Roy Saab has been a consultant for SAT-7 ACADEMY since its early stages of development. He is an experienced educator and curriculum developer, currently directing an Education in Emergencies project in Lebanon. Roy explains the channel’s potential and its role in the future of education across the Arab World.

“SAT-7 ACADEMY addresses not only the immediate crisis of the Middle East but also the global crisis of education,” says Saab. “Kids everywhere are going to school but not learning much, and parents are not learning much about parenting. So the channel addresses the whole household: the parent, the child, and teachers watching at home.”

Many people around the world recognise that the traditional model of education, developed around 150 years ago as a response to the Industrial Revolution, is outdated. Some would argue that this system is no longer relevant for preparing children for adulthood or the workplace.

Although change is needed, there is resistance to implementing experimental methods of teaching, partly because change comes at a cost that very few institutions are willing to pay.

However, the refugee crisis in the Middle East and North Africa (MENA) has forced governments to find alternatives to formal education and even to accept non-formal models being presented by non-governmental organisations.

SAT-7 ACADEMY is one such viable alternative for meeting the needs of refugee and displaced children, and of others who cannot attend school. Broadcasting educational programs in Arabic 24/7 on satellite television, SAT-7 ACADEMY makes quality education accessible to millions of children in their own homes.

“There is a generation that is not receiving formal education,” Saab explains. “They are staying at home – we can reach those children through television.” In poor households where families cannot afford to send all their children to school, for instance, or where boys have priority over girls, everyone can benefit and no-one is excluded.

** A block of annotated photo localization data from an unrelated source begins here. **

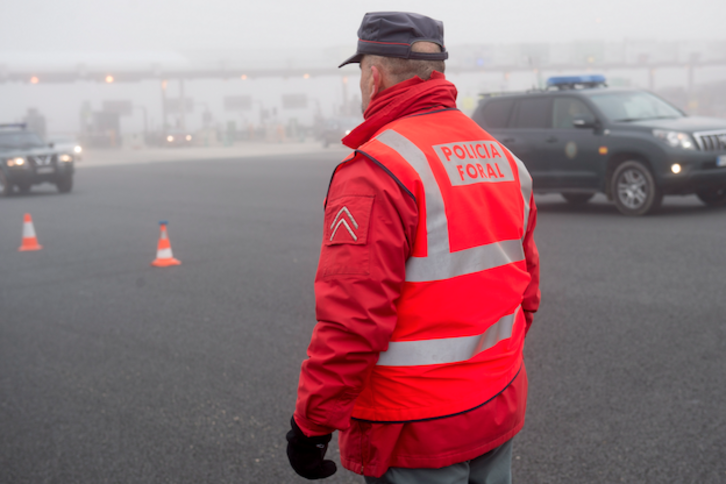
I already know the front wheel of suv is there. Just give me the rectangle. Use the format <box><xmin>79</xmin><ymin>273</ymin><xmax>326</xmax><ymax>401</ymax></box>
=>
<box><xmin>56</xmin><ymin>174</ymin><xmax>73</xmax><ymax>194</ymax></box>
<box><xmin>612</xmin><ymin>161</ymin><xmax>662</xmax><ymax>216</ymax></box>
<box><xmin>561</xmin><ymin>193</ymin><xmax>595</xmax><ymax>204</ymax></box>
<box><xmin>696</xmin><ymin>188</ymin><xmax>726</xmax><ymax>207</ymax></box>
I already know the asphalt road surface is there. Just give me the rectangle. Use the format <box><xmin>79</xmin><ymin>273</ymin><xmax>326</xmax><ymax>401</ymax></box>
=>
<box><xmin>1</xmin><ymin>152</ymin><xmax>725</xmax><ymax>484</ymax></box>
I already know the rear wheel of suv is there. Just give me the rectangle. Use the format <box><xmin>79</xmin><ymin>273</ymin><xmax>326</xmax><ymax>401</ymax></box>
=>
<box><xmin>56</xmin><ymin>174</ymin><xmax>73</xmax><ymax>193</ymax></box>
<box><xmin>0</xmin><ymin>171</ymin><xmax>13</xmax><ymax>197</ymax></box>
<box><xmin>696</xmin><ymin>188</ymin><xmax>726</xmax><ymax>207</ymax></box>
<box><xmin>561</xmin><ymin>193</ymin><xmax>595</xmax><ymax>204</ymax></box>
<box><xmin>612</xmin><ymin>161</ymin><xmax>662</xmax><ymax>216</ymax></box>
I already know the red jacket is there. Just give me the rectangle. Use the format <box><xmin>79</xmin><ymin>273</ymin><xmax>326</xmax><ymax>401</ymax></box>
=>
<box><xmin>294</xmin><ymin>73</ymin><xmax>541</xmax><ymax>477</ymax></box>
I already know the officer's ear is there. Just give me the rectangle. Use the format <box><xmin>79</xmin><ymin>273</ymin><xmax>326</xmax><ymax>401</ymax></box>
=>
<box><xmin>368</xmin><ymin>65</ymin><xmax>382</xmax><ymax>99</ymax></box>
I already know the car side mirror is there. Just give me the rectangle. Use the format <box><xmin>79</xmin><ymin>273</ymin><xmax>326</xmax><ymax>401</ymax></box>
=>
<box><xmin>573</xmin><ymin>117</ymin><xmax>598</xmax><ymax>129</ymax></box>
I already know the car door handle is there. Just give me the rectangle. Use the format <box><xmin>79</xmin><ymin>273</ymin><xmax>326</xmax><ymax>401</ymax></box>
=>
<box><xmin>546</xmin><ymin>136</ymin><xmax>558</xmax><ymax>143</ymax></box>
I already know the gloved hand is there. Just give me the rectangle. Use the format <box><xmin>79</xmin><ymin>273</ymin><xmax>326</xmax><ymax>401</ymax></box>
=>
<box><xmin>286</xmin><ymin>416</ymin><xmax>337</xmax><ymax>480</ymax></box>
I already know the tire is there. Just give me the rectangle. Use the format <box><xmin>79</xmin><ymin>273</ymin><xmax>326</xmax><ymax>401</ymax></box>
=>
<box><xmin>0</xmin><ymin>171</ymin><xmax>13</xmax><ymax>197</ymax></box>
<box><xmin>561</xmin><ymin>193</ymin><xmax>595</xmax><ymax>204</ymax></box>
<box><xmin>56</xmin><ymin>174</ymin><xmax>73</xmax><ymax>193</ymax></box>
<box><xmin>611</xmin><ymin>160</ymin><xmax>662</xmax><ymax>216</ymax></box>
<box><xmin>696</xmin><ymin>187</ymin><xmax>726</xmax><ymax>207</ymax></box>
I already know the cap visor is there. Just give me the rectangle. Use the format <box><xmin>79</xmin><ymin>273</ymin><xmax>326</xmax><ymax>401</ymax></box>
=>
<box><xmin>338</xmin><ymin>53</ymin><xmax>363</xmax><ymax>68</ymax></box>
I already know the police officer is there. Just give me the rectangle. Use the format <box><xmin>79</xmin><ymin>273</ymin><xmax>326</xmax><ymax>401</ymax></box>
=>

“SAT-7 ACADEMY is not just for refugees,” Saab emphasises. “Only 20 percent of the channel’s viewers are refugees.” Saab explains that according to UNICEF’s MENA Regional Fact Sheet on Out-of-School Children (OOSC) issued in February 2018, there are 15 million OOSC’s in the region. If the refugee crisis never happened, an estimated 3 million would have been in school.

“This means that 12 million children were not going to be in school anyway. That’s 12 million Arabic-speaking children who have no access to education, with or without the war and refugee crisis. SAT-7 ACADEMY can reach them.”

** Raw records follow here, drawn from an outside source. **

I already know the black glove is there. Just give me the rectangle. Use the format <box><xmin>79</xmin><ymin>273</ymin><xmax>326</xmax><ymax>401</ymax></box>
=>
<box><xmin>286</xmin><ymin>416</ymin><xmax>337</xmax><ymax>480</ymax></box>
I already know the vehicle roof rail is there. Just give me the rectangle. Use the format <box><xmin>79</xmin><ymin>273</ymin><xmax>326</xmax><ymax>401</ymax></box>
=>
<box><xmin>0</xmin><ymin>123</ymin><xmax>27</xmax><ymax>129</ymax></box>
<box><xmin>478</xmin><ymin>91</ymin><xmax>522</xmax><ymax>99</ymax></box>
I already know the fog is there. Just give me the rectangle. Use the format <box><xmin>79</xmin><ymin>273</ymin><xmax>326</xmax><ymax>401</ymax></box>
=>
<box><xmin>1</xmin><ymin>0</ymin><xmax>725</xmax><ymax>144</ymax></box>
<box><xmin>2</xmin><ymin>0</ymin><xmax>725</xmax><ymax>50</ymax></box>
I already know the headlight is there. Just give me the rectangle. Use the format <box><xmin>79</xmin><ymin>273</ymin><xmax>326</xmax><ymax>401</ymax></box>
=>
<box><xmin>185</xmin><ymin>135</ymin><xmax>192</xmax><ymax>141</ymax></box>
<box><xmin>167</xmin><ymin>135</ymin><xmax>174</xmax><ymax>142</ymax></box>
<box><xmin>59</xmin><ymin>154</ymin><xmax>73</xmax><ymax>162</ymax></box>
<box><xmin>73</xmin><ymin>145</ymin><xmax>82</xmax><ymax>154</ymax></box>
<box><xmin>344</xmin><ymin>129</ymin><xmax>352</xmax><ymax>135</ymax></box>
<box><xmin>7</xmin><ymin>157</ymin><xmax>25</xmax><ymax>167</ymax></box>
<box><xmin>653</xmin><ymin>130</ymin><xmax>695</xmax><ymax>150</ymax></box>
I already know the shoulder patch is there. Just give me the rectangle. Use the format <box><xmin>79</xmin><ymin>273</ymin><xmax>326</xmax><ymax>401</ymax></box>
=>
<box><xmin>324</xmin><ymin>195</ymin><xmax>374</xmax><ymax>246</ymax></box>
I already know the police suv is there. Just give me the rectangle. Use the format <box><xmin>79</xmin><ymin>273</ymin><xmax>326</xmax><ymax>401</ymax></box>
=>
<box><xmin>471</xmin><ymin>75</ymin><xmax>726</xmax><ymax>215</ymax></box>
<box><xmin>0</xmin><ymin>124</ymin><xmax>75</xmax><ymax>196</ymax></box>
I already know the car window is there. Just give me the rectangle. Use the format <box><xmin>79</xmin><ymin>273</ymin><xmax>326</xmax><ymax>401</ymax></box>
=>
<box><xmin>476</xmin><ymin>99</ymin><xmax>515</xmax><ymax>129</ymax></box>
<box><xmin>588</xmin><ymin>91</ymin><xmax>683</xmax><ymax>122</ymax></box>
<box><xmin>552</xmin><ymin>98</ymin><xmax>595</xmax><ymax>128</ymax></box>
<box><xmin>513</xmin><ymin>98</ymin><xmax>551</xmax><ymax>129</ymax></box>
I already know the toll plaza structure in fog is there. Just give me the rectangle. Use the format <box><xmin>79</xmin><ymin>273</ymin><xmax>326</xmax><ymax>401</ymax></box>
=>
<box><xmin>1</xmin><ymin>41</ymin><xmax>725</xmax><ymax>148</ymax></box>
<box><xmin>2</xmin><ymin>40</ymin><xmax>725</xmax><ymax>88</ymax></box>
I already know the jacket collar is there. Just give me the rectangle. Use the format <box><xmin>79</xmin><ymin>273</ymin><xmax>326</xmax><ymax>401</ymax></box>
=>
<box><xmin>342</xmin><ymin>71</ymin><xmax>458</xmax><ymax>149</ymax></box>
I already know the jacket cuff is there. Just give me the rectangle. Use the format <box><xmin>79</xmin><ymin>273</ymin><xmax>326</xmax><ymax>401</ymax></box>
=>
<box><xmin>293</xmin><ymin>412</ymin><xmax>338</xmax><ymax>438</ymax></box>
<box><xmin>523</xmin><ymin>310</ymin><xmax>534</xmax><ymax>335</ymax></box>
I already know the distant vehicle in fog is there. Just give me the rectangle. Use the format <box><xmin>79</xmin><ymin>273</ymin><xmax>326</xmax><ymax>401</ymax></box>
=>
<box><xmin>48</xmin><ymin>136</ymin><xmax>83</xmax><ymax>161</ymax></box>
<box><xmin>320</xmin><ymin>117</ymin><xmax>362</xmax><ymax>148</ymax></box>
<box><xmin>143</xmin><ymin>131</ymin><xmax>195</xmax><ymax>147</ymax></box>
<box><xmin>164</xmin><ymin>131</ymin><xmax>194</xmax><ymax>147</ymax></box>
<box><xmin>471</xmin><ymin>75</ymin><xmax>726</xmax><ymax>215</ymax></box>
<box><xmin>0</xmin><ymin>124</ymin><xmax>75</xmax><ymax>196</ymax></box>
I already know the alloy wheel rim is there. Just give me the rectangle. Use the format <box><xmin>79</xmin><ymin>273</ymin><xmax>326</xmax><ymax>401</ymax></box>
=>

With this channel, education in the region is no longer limited to a specific location, time, or community. It is more accessible and more relevant. “I genuinely believe in this channel,” Saab asserts. “It has the potential to reform education as we know it and influence the whole of society in this part of the world. It can reach millions of people – anyone who speaks Arabic. It is not limited to a country, or to a class, or to people with Internet access. It is truly for everyone.”